As sociedades limitadas, nesse cenário, encontraram campo fértil para a sua difusão no âmbito empresarial; mesmo empreendimentos de maior porte econômico, passaram a adotar esse tipo societário, haja vista a flexibilidade que o conjunto de normas eminentemente dispositivas facultava. Em outras palavras, a forma de apresentação do Decreto n.º 3.708, permitindo aos sócios estruturar o contrato de sociedade a ser adotado, segundo os seus próprios interesses, contribuiu decisivamente para o sucesso do tipo societário(4).

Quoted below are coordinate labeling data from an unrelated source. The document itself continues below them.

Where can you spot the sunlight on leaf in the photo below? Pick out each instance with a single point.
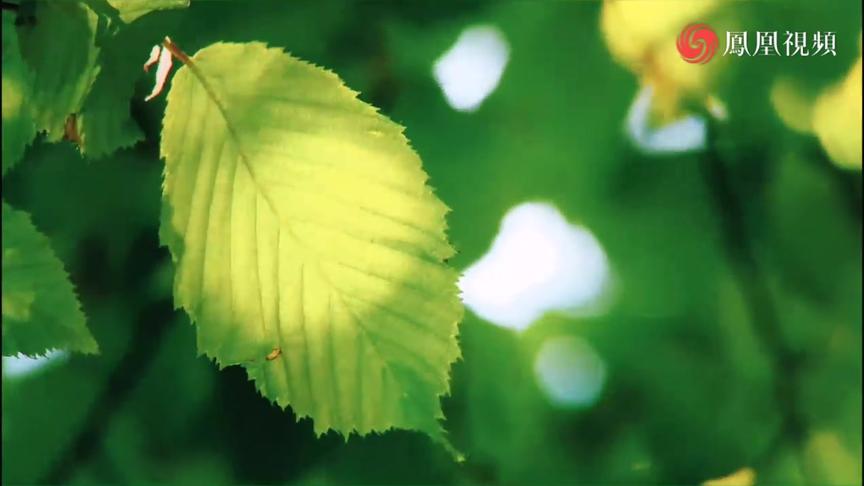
(742, 477)
(21, 366)
(300, 220)
(131, 10)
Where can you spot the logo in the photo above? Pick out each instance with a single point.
(697, 43)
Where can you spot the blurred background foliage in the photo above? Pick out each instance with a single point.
(729, 337)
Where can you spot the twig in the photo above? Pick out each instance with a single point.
(144, 343)
(764, 317)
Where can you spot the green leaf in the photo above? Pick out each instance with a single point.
(40, 309)
(18, 127)
(131, 10)
(105, 123)
(300, 221)
(59, 46)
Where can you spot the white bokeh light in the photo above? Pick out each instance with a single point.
(538, 263)
(685, 135)
(569, 372)
(16, 366)
(470, 70)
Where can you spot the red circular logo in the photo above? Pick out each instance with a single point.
(697, 43)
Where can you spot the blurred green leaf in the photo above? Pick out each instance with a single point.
(60, 48)
(18, 126)
(40, 309)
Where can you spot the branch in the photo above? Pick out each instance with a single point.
(144, 344)
(764, 317)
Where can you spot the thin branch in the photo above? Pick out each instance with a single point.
(143, 348)
(764, 317)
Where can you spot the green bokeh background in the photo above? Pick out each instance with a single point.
(691, 391)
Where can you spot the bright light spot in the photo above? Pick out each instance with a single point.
(684, 135)
(538, 263)
(472, 68)
(569, 372)
(14, 366)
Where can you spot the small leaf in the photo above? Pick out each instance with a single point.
(105, 123)
(61, 51)
(300, 221)
(18, 126)
(131, 10)
(166, 62)
(40, 309)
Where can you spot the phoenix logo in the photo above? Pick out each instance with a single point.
(697, 43)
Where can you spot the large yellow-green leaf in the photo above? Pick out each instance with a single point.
(105, 123)
(60, 48)
(309, 248)
(18, 126)
(40, 309)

Contudo, como não poderia deixar de ser, o microssistema consagrado no referido Decreto apresentava imperfeições. Na doutrina, havia quem se opusesse ao denominado ?laconismo? do texto legislado.(5)
Destas objeções, a mais relevante relacionava-se com o trato das relações jurídicas que se estabeleciam entre sócios majoritários e sócios minoritários. É que, nas sociedades limitadas, predominava o princípio da maioria simples para todas as deliberações societárias, salvo quanto a algumas matérias, de conteúdo restrito, que requisitavam um quórum qualificado. Assim, todas as demais deliberações sociais, mesmo à falta de cláusula contratual específica, estavam subordinadas ao princípio da maioria simples. Extraia-se o princípio da maioria simples a partir da exegese do art. 15 do referido Decreto 3.708, o qual facultava amplamente o exercício do direito de retirada, tendo como pressuposto a dissidência de uma alteração de contrato social, qualquer que fosse o conteúdo da matéria versada(6).

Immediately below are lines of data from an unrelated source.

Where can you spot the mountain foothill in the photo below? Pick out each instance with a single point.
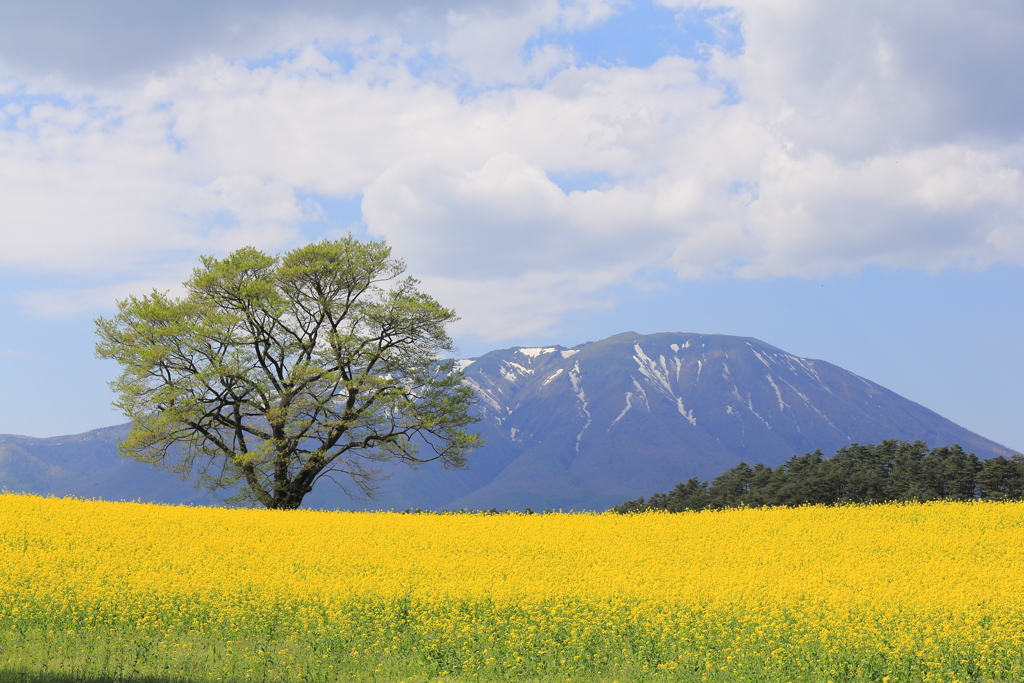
(582, 428)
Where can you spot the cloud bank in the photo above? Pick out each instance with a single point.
(518, 180)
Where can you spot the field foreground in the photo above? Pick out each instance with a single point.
(120, 591)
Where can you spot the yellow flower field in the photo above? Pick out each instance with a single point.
(119, 591)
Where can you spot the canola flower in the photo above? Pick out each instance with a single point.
(862, 593)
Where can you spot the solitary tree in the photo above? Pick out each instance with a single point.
(274, 373)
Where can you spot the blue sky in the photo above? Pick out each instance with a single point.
(840, 179)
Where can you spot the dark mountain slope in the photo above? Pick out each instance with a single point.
(583, 428)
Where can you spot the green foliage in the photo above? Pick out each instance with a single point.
(892, 471)
(273, 373)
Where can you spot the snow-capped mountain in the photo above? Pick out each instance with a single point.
(586, 427)
(594, 425)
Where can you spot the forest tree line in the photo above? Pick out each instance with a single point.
(892, 471)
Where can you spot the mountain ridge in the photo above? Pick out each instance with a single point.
(589, 426)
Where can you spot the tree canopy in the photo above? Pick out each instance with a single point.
(273, 373)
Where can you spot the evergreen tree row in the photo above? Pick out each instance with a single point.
(890, 472)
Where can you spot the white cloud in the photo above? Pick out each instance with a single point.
(842, 135)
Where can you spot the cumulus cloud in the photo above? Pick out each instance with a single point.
(841, 135)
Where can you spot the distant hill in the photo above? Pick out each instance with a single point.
(585, 428)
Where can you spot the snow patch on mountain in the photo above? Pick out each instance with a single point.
(553, 377)
(576, 379)
(534, 352)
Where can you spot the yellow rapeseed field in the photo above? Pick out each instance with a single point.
(889, 593)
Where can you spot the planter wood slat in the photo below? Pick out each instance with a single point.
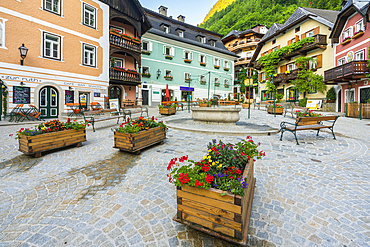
(37, 144)
(225, 217)
(167, 111)
(134, 142)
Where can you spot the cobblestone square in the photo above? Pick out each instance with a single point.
(313, 194)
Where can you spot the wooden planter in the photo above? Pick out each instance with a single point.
(223, 216)
(134, 142)
(278, 111)
(35, 145)
(167, 111)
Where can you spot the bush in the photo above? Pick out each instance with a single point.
(303, 102)
(330, 94)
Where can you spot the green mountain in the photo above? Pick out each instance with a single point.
(244, 14)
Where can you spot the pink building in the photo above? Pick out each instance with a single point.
(351, 38)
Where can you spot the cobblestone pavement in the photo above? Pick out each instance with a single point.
(314, 194)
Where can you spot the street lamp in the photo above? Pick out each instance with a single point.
(23, 51)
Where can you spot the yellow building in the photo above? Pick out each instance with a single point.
(304, 22)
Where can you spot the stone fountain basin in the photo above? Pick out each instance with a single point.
(216, 114)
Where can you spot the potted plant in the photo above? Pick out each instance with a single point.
(51, 135)
(167, 109)
(215, 194)
(135, 135)
(275, 109)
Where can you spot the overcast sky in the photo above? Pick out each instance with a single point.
(193, 10)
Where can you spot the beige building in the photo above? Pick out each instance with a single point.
(304, 22)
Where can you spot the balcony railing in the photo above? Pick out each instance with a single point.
(122, 42)
(284, 77)
(346, 72)
(121, 75)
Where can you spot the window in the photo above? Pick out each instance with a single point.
(89, 55)
(89, 16)
(52, 6)
(360, 55)
(51, 46)
(146, 70)
(341, 61)
(313, 63)
(359, 26)
(166, 29)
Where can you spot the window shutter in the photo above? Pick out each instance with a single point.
(319, 61)
(283, 69)
(316, 30)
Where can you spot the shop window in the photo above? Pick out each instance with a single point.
(89, 15)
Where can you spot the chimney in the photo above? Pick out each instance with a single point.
(181, 18)
(163, 10)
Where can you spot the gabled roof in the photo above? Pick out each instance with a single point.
(350, 7)
(190, 32)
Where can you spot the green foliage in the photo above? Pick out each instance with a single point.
(307, 81)
(244, 14)
(330, 94)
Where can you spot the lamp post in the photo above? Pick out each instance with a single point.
(23, 51)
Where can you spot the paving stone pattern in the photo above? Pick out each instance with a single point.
(313, 194)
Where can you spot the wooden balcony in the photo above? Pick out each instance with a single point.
(121, 75)
(347, 72)
(282, 77)
(119, 41)
(318, 43)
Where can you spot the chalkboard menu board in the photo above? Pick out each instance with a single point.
(21, 95)
(70, 96)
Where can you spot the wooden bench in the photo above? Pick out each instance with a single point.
(308, 123)
(293, 109)
(127, 112)
(89, 116)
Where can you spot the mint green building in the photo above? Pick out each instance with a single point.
(191, 60)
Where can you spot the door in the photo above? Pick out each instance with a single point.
(115, 93)
(339, 97)
(48, 103)
(145, 96)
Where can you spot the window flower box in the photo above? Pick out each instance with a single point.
(346, 40)
(358, 34)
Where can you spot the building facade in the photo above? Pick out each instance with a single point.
(192, 61)
(302, 24)
(68, 53)
(349, 71)
(243, 44)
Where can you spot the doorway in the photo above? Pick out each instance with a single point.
(145, 96)
(48, 103)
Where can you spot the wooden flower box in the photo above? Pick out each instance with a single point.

Via de conseqüência, se não houvesse cláusula em contrário, aos sócios majoritários era lícito aprovar o que bem entendessem, mesmo em sessões privadas. Aos minoritários facultava-se o exercício do direito de retirada (art. 15, Decreto 3.708/19). Como exemplo disso, pode-se apontar a alteração de contrato social, assinada apenas pela maioria, cujo conteúdo era suscetível de abranger inclusive a própria exclusão do sócio minoritário (art. 35, VI, Lei 8.934/94; art. 53, VII, Decreto 1.800/96).
Código Civil/2002:
3. Nesse contexto, de aparente satisfação no meio empresarial com a estrutura das sociedades limitadas, sobreveio o novo Código Civil Brasileiro, promulgado e publicado através da Lei 10.406, de 10 de janeiro de 2002, para entrar em vigor um ano depois da sua publicação.
A Lei brasileira, inspirada no Código Civil italiano, promoveu a unificação formal do Direito Privado; ou seja, reuniu, num mesmo diploma legal, as normas gerais de Direito Civil e Direito Comercial. No plano societário, estabeleceu um sistema unificado de tratamento dos tipos societários. Dispôs acerca das sociedades simples, de natureza não empresarial, além dos demais tipos societários. Das sociedades limitadas tratou nos arts. 1.052 a 1.087.

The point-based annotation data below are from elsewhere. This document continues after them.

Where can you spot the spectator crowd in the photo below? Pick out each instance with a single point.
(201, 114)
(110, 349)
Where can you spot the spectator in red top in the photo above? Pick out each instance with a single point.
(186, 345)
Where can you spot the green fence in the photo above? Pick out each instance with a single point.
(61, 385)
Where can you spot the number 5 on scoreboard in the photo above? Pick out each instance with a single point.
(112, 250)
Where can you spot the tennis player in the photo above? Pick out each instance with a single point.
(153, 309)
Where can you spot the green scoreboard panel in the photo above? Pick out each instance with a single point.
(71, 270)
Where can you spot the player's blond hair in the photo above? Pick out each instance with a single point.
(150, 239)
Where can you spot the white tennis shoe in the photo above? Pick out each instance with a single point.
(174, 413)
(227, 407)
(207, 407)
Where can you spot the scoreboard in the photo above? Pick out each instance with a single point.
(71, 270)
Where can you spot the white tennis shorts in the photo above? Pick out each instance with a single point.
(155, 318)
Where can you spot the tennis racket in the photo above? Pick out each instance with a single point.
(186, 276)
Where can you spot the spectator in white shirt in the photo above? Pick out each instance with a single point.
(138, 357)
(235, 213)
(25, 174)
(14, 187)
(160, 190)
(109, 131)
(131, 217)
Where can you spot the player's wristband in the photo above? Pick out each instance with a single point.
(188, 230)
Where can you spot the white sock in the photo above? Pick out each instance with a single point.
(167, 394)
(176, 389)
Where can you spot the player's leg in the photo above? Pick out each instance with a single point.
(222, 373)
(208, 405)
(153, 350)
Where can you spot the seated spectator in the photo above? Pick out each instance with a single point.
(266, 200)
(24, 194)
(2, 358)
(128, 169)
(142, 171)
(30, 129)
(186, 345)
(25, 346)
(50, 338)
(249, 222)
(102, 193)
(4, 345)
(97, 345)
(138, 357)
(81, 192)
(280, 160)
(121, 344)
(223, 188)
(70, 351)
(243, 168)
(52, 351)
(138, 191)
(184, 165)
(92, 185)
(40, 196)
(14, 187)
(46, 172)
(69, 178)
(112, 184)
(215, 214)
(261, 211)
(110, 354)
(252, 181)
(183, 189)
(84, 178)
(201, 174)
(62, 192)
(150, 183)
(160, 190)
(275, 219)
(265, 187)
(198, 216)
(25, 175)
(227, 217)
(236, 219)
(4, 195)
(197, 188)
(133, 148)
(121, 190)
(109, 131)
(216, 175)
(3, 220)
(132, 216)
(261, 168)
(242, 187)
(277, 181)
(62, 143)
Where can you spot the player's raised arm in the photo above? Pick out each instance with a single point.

Na exposição de motivos do Código brasileiro, consignou-se a seguinte passagem, acerca das sociedades limitadas: ?Minucioso tratamento dispensado à sociedade limitada, destinada a desempenhar função cada vez mais relevante no setor empresarial, sobretudo em virtude das transformações por que vêm passando as sociedades anônimas, a ponto de requererem a edição de lei especial por sua direta vinculação com a política financeira do país?. Disse-se mais, que o propósito, em relação às limitadas, era rever a matéria, prevendo-se a constituição de entidades de maior porte, facultando-lhes a constituição de órgãos complementares da administração Conselho Fiscal, com responsabilidades expressas, ?sendo fixados com maior amplitude os poderes da assembléia dos sócios?.(7)
Não há dúvidas, pois, de que o legislador pretendeu instituir uma disciplina legal minuciosa que resultasse na ampliação dos poderes da assembléia dos sócios, fortalecendo os direitos dos sócios minoritários. E é justamente nesse prisma, de fortalecer a minoria, que se explica a alteração do regime societário, em relação aos quóruns de deliberação nas sociedades limitadas(8).
Do regime anterior, que consagrava o quorum da maioria simples para deliberação, evoluiu-se para um conjunto de quóruns diferenciados, distribuídos em diferentes dispositivos legais.(9)
Uma primeira questão se apresenta, nesse particular: as disposições do Código Civil, pertinentes às sociedades limitadas, conservariam a natureza jurídica predominantemente dispositiva, que pautava o sistema normativo do Decreto 3.708/19? A tendência atual é no sentido diverso, isto é, de se considerar que somente teriam natureza dispositiva os artigos em que o legislador previu expressamente a possibilidade de adoção de cláusula contratual em contrário(10).
Por aí já se percebe que a mudança de regime jurídico não se limitou à denominação do tipo societário, que passou a ser sociedade limitada, ao invés da anterior ?sociedade por cotas de responsabilidade limitada?.
Ademais, o tratamento minucioso que o Código Civil dispensou às sociedades limitadas revela que foi rompida aquela flexibilidade, característica do sistema anterior e que constituiu o elemento propulsor da propagação desse tipo societário.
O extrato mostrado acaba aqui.